古代のギリシャやローマでは、ヘカテは同じく月の女神である「セレーネ」と「ディアナ」と共に三位一体の神として崇められ、また同じ月の女神である「アルテミス」の従姉妹とされています。しかし、アルテミスが狩猟と貞潔の女神でもあり、ギリシャ神話の三大処女神のひとりと数えられているのに対して、ヘカテは闇夜を支配するとても怖い女神なのです。
夜になるとヘカテは、地獄の番犬であるケルベロスや血をすする女性の姿の怪物エンプーサ、同じく女吸血鬼のモルモーなどを従えて地上を彷徨い、人間に悪夢と狂気を引き起こすと言われています。

 

 

女神ヘカテは魔術師や魔女たちに信奉された

このような、いわば世界のうちのダークサイドを司り魔術や妖術を守護する神ですから、ヘカテは古代から魔術師や魔女が信奉する女神でもあったのです。別の記事でご紹介した古代ギリシャの吸血の巫女と呼ばれる「テッサリアの巫女」も、ヘカテに仕え魔術的な儀式を行う巫女たちでした。

2世紀の古代ローマの弁論家で作家のルキウス・アプレイウスは、「黄金のロバ」という作品のなかでモロエとパンティアという名前の魔女の姉妹が、主人公であるソクラテスの血を吸うという物語を書きました。

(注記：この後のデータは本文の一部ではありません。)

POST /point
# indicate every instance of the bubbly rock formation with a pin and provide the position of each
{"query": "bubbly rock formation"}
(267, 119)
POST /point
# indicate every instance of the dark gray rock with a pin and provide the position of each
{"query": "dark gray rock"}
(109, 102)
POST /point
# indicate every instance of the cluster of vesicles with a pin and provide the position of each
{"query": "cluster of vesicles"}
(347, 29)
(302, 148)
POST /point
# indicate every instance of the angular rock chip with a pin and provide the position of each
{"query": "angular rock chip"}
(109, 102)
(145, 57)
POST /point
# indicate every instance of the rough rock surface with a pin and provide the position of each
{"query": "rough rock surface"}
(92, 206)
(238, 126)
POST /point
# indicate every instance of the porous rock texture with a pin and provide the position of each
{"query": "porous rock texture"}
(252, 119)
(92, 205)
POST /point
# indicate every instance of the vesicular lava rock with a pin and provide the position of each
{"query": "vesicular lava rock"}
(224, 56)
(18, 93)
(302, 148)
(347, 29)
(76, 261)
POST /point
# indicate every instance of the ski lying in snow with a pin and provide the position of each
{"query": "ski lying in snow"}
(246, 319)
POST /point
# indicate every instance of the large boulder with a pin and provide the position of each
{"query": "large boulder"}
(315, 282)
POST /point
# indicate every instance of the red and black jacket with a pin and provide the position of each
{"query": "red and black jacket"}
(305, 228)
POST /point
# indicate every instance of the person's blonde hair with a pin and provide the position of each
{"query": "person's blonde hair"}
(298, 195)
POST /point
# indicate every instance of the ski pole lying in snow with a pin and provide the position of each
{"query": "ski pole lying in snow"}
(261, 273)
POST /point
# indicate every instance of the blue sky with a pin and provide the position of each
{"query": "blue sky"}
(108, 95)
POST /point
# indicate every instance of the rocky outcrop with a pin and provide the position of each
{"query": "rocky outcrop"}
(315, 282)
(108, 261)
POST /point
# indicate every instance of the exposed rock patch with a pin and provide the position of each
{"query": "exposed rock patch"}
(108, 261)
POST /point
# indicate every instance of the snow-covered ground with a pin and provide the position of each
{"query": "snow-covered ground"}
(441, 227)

このように、古代ローマの時代から魔女と吸血鬼が同一視されていたようで、密接な関係にあったことがわかります。

魔術師や魔女たちは女神ヘカテに守護を求め、ヘカテは生命の根源と考えられた血液を要求する神ですから、ヘカテを祀る儀式に血の供物を用いるようになりました。

 

 

魔術師や魔女と吸血鬼との関係性

古代世界では、魔術師や魔女という存在は薬を作って病人を癒したり、農作に大きな影響をもたらす天候を占い豊作を願ったりと、医療や呪術を行うシャーマンとして古代社会に必要なものでした。古代のギリシャやエジプトでは、神殿に仕える巫女たちがこのような薬草や気象などについての知識を学んでいたとされます。

ヨーロッパの魔術師や魔女は、こういった神殿巫女やケルトなどの古代部族のシャーマンにその起源が求められるかと思いますが、やがて中世になると神に背いて邪悪な神を崇め悪魔との契約を行った者として、死ぬと吸血鬼になると信じられるようになります。

つまり魔術師や魔女あるいは魔術や妖術というものは、冥界の女神ヘカテへの信奉をバックボーンとして吸血鬼と絡み合い、より怖れられ忌むべき存在となって行ったのです。